Boileau-Despréaux, allant ou revenant de Chilly, où il allait visiter Chapelle
son ami, s’arrêtait chez Barbin ». Quel est ce Barbin, Pinard n’est pas
sans erreurs dans son ouvrage, il semble ici y avoir une inversion. Mais ce
Chapelle de Chilly et de Villemoisson nous plonge dans la confusion.
(10)
Nos promeneurs sont allés flâner aux « Trois Eaux » prés de l’Orge,
dont les bras forment une île. (aujourd’hui la prairie face au pont des
Cinq-Arches.
(11)
Les ruelles du village de Villemoisson. (Voir peinture ci-dessus)
(12)
Après le décès de Nicolas Léger en 1773, le fief de La chapelle devint
possession par héritage de ses deux sœurs : Marie Françoise et Marie
Louise
(13)
« La maîtresse de maison et sa belle sœur étaient de Moncaulon avocat à la
cour de cassation » (annotation douteuse sur l’original). Le 24 avril
1824, par adjudication au Tribunal civil de la Seine, Jeanne Edmée Béthery,
veuve de Barthélemy Moreau, vendit à François André Maurey, avocat à la cour
d’appel de Paris le Pavillon Blacque. Blaque avait acquis le fief de la
Chapelle en 1774.
Au manoir du « Collège ».

Le Collège
C’était d’un Apollon le temple solitaire
Le sculpteur qui nous fit celui
du Belvédère
L’aurait pris pour modèle ; il en avait les traits ;
Ce jeune helvétien (14) nous fit prendre le frais.
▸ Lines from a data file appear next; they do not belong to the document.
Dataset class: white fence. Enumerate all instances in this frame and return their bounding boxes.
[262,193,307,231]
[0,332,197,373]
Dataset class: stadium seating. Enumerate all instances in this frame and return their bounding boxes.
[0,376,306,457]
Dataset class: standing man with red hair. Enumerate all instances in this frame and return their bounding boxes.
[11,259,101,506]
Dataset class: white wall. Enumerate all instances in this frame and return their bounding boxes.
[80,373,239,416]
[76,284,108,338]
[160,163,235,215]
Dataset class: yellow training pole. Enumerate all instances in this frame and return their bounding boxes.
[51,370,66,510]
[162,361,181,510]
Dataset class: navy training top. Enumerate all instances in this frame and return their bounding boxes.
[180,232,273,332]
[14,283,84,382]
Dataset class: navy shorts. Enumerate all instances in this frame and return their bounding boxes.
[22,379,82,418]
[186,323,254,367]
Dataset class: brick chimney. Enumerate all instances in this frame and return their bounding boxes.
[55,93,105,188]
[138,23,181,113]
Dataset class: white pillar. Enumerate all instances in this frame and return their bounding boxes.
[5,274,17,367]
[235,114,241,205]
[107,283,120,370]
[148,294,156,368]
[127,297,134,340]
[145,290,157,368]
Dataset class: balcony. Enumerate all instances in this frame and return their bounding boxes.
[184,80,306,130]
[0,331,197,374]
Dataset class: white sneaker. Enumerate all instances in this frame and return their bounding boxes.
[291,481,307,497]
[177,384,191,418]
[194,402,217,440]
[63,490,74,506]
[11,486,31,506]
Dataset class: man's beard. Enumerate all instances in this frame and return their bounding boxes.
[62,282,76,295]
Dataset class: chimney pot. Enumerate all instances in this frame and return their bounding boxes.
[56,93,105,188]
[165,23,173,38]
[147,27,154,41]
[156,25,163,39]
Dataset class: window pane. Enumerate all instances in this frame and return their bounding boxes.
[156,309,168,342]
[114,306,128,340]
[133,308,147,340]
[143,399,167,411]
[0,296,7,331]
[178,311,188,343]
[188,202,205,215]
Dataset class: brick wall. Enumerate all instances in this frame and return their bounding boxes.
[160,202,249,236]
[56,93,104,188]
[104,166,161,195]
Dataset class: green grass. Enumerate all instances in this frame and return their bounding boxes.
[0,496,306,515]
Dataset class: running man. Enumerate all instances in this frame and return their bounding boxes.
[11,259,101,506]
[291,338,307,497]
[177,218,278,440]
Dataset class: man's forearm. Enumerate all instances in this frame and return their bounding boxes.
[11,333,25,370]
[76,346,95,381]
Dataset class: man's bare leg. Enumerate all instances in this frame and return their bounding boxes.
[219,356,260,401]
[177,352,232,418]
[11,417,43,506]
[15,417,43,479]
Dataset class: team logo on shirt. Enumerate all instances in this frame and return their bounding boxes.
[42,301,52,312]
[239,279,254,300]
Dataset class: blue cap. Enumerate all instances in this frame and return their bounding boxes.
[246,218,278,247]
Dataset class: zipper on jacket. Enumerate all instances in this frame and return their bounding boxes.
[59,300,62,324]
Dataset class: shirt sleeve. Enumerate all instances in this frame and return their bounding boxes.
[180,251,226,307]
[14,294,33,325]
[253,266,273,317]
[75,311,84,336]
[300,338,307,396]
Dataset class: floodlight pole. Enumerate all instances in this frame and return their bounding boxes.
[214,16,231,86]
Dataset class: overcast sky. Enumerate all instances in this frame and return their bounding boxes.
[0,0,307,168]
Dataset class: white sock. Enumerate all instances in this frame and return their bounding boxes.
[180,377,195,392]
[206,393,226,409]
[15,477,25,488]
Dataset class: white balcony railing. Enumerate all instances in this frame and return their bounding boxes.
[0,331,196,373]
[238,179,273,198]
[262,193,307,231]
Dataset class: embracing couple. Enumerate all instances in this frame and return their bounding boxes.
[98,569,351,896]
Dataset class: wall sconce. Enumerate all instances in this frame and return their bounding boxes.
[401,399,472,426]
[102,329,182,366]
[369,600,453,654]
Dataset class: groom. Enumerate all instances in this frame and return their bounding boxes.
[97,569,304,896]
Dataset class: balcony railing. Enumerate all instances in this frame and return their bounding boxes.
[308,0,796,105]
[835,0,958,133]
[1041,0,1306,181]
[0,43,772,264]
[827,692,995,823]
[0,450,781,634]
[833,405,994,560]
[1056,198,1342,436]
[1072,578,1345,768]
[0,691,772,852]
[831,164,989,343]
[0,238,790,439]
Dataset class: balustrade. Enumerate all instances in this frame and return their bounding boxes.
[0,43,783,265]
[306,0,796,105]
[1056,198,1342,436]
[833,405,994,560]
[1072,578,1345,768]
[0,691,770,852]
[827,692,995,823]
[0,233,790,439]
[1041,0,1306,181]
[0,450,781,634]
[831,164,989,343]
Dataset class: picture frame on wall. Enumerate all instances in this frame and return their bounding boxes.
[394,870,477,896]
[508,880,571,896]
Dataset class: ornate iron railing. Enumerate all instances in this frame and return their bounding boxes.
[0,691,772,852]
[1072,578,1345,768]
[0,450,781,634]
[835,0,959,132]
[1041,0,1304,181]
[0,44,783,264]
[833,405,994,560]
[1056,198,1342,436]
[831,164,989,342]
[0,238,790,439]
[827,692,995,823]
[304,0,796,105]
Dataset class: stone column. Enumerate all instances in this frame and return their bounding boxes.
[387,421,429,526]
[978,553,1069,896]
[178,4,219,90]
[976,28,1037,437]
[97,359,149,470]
Au milieu d’un jardin, sous l’abri d’un feuillage,
Le goût avait orné son riant ermitage ;
Des rives du Leman il avait la fraîcheur ;
Nous en fîmes le tour. Sur nos pas chaque fleur
Venait nous embaumer de charmilles de roses ;
Des massifs odorants, mille autres fleurs écloses
Semaient rivaliser pour parfumer les airs.
Les oiseaux dans leurs nids gazouillaient leurs concerts,
Et le dieux pastoral, armé de sa houlette,
Nous parut dans son parc Apollon chez Admée
Dans son temple du goût des arts sont ses amis.
Les Midas de nos jours n’y sont jamais admis.
(14)
Pierre de Jacquet de Saussure, homme de lettre, fut propriétaire du
« Collège » du 2 floréal an X au 9 juillet 1817. Il était originaire
de Genève d’une famille de botanistes dont l’un fit le premier, l’escalade du
Mont-Blanc le 21 juillet 1788.
Fatigués tous les deux d’un aussi long voyage,
Nous gagnâmes nos lits, et dans notre ermitage,
D’un sommeil bienfaisant, goûtâmes les douceurs.
J’allais me disposer à voyager ailleurs,
Quand il fallait partir de mon vieux presbytère
Pour aller à Paris suivre une autre carrière.
Je te fis mes adieux, beau lieu que j’ai chanté !
Je reviendrai passer quelques beaux jours d’été

Où l’Yvette se jette dans l’Orge
Si le sort qui souvent hélas ! Nous contrarie
N’exile pas mes jours dans une autre patrie ;
Je reverrai mon hôte avec l’empressement
De lui montrer sans feinte un cœur reconnaissant.
En traversant l’Yvette et ses vastes prairies,
Nous reprendrons le fil de nos vieilles folies.